Greg Schaum

No. 78, 76
- Position: Defensive end

Personal information
- Born: January 1, 1954 Baltimore, Maryland, U.S.
- Died: July 1, 2021 (aged 67) Perry Hall, Maryland, U.S.
- Listed height: 6 ft 4 in (1.93 m)
- Listed weight: 246 lb (112 kg)

Career information
- High school: Polytechnic (Baltimore)
- College: Michigan State
- NFL draft: 1976: 7th round, 186th overall pick

Career history
- Dallas Cowboys (1976–1977); New England Patriots (1978);

Awards and highlights
- Super Bowl champion (XII); 2× Second-team All-Big Ten (1974, 1975);

Career NFL statistics
- Games played: 26
- Stats at Pro Football Reference

= Greg Schaum =

American football player (1954–2021)

Gregory James Schaum (January 1, 1954 – July 1, 2021) was an American professional football defensive end in the National Football League (NFL) for the Dallas Cowboys and New England Patriots. He played college football at Michigan State University.

==Early life==
Schaum attended the Baltimore Polytechnic Institute, where he lettered in football, wrestling and lacrosse. In football, he was a two-way tackle and was named All-American as a senior.

He accepted a football scholarship from Michigan State University, where he was a three-year starter at right defensive tackle.

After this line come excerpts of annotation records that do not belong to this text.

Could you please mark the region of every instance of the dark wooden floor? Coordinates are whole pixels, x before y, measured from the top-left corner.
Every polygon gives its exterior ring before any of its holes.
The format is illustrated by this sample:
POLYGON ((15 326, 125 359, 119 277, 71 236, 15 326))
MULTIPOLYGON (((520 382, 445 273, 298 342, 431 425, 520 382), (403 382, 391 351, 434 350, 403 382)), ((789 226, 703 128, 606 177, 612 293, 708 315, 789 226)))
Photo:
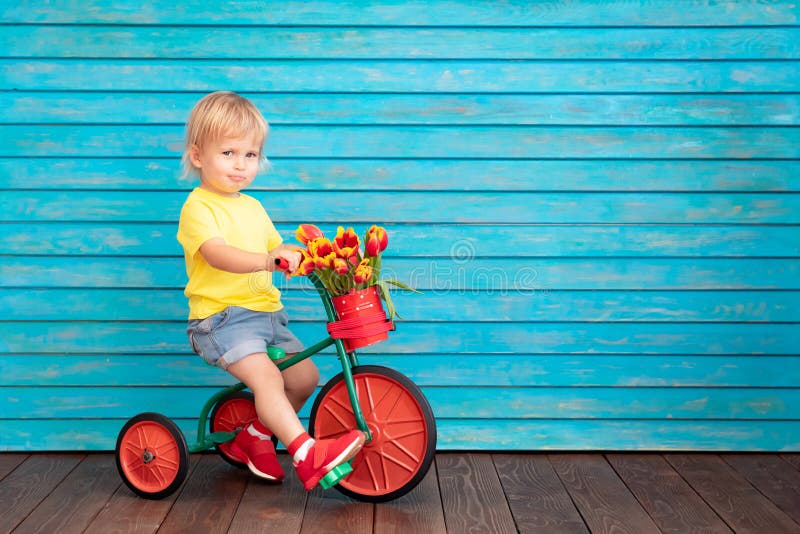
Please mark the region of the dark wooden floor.
POLYGON ((385 504, 261 483, 214 454, 139 499, 112 454, 0 454, 2 532, 800 533, 800 454, 439 453, 385 504))

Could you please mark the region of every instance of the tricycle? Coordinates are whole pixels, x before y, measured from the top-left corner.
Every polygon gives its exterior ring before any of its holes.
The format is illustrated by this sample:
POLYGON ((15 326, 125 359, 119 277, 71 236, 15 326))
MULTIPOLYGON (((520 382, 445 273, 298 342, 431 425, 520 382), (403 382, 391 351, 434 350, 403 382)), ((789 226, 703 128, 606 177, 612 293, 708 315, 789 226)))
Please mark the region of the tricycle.
MULTIPOLYGON (((336 348, 342 372, 331 378, 314 399, 309 434, 335 438, 352 429, 367 435, 361 451, 329 473, 320 485, 367 502, 385 502, 409 491, 425 477, 436 450, 436 421, 420 388, 394 369, 361 365, 355 349, 335 328, 341 320, 325 286, 313 273, 330 335, 284 359, 283 350, 268 355, 282 371, 330 347, 336 348), (333 328, 332 328, 333 327, 333 328)), ((385 317, 385 315, 384 315, 385 317)), ((385 319, 394 329, 390 319, 385 319)), ((346 331, 346 330, 345 330, 346 331)), ((236 433, 256 418, 252 393, 242 383, 215 393, 200 411, 197 438, 187 445, 174 421, 146 412, 127 421, 117 437, 116 463, 125 484, 137 495, 162 499, 175 492, 189 472, 189 454, 216 448, 228 463, 246 469, 231 454, 236 433), (209 415, 210 414, 210 415, 209 415)))

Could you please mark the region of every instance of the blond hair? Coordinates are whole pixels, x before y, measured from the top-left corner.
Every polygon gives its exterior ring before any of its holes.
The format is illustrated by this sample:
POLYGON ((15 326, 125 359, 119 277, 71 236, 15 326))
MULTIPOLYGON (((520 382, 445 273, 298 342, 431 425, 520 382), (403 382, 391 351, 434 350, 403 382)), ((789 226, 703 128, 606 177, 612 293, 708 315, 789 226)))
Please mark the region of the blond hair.
POLYGON ((231 91, 217 91, 200 99, 186 122, 186 145, 183 150, 184 177, 197 173, 189 159, 192 146, 202 148, 207 142, 226 137, 255 135, 261 152, 262 162, 264 141, 269 132, 269 124, 261 112, 248 99, 231 91))

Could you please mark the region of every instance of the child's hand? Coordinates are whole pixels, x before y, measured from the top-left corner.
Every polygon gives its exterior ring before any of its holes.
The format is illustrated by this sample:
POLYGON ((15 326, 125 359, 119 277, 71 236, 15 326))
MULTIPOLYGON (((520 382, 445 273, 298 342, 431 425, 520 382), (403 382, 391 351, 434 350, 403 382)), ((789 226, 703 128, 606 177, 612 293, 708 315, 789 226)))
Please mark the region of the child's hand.
POLYGON ((298 267, 300 267, 300 262, 303 259, 303 256, 300 254, 300 248, 295 247, 293 245, 281 245, 278 247, 277 250, 273 250, 271 254, 274 254, 276 259, 276 265, 282 263, 283 265, 277 267, 286 275, 286 278, 291 276, 291 273, 295 272, 298 267), (283 260, 283 261, 281 261, 283 260))

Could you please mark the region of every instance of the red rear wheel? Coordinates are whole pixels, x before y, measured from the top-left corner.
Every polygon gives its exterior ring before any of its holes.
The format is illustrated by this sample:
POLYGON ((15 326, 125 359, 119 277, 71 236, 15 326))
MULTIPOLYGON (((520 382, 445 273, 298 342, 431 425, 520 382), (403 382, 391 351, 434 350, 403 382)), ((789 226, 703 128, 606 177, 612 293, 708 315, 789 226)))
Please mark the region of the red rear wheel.
MULTIPOLYGON (((214 405, 209 419, 211 432, 239 432, 256 420, 255 397, 249 391, 237 391, 223 397, 214 405)), ((236 467, 247 468, 247 464, 231 451, 231 442, 217 445, 222 459, 236 467)))
MULTIPOLYGON (((336 489, 362 501, 396 499, 422 481, 433 461, 433 411, 419 387, 393 369, 362 365, 353 368, 353 379, 372 441, 353 458, 353 472, 336 489)), ((318 439, 356 428, 341 373, 315 399, 309 427, 318 439)))
POLYGON ((162 499, 183 484, 189 449, 178 426, 158 413, 130 419, 117 437, 117 470, 140 497, 162 499))

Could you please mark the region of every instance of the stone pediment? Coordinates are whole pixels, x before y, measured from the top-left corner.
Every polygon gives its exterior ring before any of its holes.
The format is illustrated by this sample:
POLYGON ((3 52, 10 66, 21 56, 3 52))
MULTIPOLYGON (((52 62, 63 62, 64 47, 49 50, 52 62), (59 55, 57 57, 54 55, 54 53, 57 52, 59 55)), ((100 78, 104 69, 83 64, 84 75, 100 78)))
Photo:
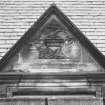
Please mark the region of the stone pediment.
POLYGON ((0 62, 3 72, 104 71, 104 56, 55 6, 24 34, 0 62))

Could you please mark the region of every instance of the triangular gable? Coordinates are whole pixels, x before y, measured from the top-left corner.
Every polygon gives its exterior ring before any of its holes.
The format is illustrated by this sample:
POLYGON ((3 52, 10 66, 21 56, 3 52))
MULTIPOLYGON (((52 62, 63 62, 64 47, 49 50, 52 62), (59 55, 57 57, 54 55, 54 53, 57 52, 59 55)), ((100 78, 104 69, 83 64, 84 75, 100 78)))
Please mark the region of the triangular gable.
POLYGON ((83 33, 51 5, 1 59, 0 70, 100 72, 105 68, 104 61, 83 33))

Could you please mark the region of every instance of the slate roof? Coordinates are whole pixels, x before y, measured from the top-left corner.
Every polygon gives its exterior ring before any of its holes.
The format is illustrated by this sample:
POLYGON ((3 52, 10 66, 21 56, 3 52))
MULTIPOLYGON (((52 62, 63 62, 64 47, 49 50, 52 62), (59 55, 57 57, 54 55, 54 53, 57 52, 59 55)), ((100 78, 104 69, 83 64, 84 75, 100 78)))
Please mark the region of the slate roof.
POLYGON ((27 43, 33 34, 54 14, 60 21, 68 28, 68 30, 79 40, 79 42, 90 52, 93 58, 105 68, 104 55, 85 37, 85 35, 65 16, 55 4, 52 4, 45 13, 38 19, 35 24, 29 28, 29 30, 23 35, 22 38, 6 53, 6 55, 0 61, 0 70, 6 66, 10 59, 21 49, 21 47, 27 43))

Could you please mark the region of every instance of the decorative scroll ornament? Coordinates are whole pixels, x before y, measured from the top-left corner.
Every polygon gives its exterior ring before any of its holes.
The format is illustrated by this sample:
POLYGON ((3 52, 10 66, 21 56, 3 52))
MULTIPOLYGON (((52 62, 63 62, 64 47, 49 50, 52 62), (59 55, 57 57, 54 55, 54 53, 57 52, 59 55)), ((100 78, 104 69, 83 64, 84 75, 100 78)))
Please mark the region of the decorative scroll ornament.
POLYGON ((80 55, 80 48, 77 42, 65 41, 62 52, 67 58, 76 58, 80 55))

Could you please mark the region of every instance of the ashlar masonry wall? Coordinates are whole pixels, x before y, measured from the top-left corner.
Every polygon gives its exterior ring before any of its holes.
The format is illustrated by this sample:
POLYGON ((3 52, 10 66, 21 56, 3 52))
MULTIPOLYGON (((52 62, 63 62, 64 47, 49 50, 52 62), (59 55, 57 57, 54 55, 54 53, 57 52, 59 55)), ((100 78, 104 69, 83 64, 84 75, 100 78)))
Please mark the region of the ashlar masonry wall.
POLYGON ((0 58, 52 3, 105 55, 105 0, 0 0, 0 58))

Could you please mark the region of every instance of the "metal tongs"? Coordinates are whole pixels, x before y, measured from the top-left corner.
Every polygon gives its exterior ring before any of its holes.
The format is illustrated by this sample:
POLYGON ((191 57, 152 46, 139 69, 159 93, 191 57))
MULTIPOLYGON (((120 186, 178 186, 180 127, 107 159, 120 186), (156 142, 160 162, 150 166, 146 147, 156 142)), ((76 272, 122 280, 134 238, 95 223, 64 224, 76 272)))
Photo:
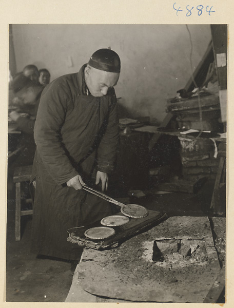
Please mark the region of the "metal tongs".
POLYGON ((108 201, 109 202, 111 202, 111 203, 113 203, 116 205, 120 206, 121 208, 120 209, 121 213, 124 214, 124 215, 125 215, 125 216, 128 216, 132 218, 142 218, 148 215, 147 209, 144 206, 142 206, 142 205, 139 205, 138 204, 124 204, 124 203, 119 202, 113 198, 110 198, 110 197, 105 195, 103 192, 101 192, 93 188, 89 187, 86 185, 82 185, 82 186, 83 189, 85 190, 86 190, 93 195, 98 196, 98 197, 100 197, 106 201, 108 201), (133 210, 133 213, 132 213, 132 210, 133 210), (139 213, 139 210, 141 211, 140 214, 139 213))
POLYGON ((121 207, 122 207, 123 206, 126 206, 128 207, 128 205, 124 204, 124 203, 122 203, 121 202, 119 202, 119 201, 117 201, 117 200, 115 200, 113 198, 110 198, 110 197, 109 197, 106 195, 105 195, 105 194, 103 194, 103 192, 101 192, 98 190, 96 190, 93 188, 91 188, 91 187, 89 187, 86 186, 86 185, 82 185, 82 186, 83 189, 84 189, 85 190, 86 190, 87 191, 88 191, 89 192, 90 192, 93 195, 95 195, 96 196, 98 196, 98 197, 100 197, 100 198, 102 198, 103 199, 104 199, 104 200, 106 200, 106 201, 108 201, 109 202, 113 203, 116 205, 119 205, 119 206, 120 206, 121 207))

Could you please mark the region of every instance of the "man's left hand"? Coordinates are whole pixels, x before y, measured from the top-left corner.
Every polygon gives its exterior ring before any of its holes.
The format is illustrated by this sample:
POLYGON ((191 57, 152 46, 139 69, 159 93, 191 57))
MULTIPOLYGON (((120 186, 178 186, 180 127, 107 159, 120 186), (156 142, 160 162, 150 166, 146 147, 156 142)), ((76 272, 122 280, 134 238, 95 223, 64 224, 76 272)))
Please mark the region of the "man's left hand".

In 2007, he was inducted into the Maryland State Athletic Hall of Fame.

==Professional career==
===Dallas Cowboys===
Schaum was selected by the Dallas Cowboys in the seventh round (186th overall) of the 1976 NFL draft. As a rookie, he was a backup defensive end, playing in 12 games. On September 7, 1977, he was placed on the injured reserve list with a knee injury. He was waived on August 28, 1978.

===New England Patriots===
On September 7, 1978, he was signed as a free agent by the New England Patriots, to provide depth after Greg Boyd and Julius Adams suffered injuries. He appeared in 14 games as a backup defensive end. He was released on August 20, 1979.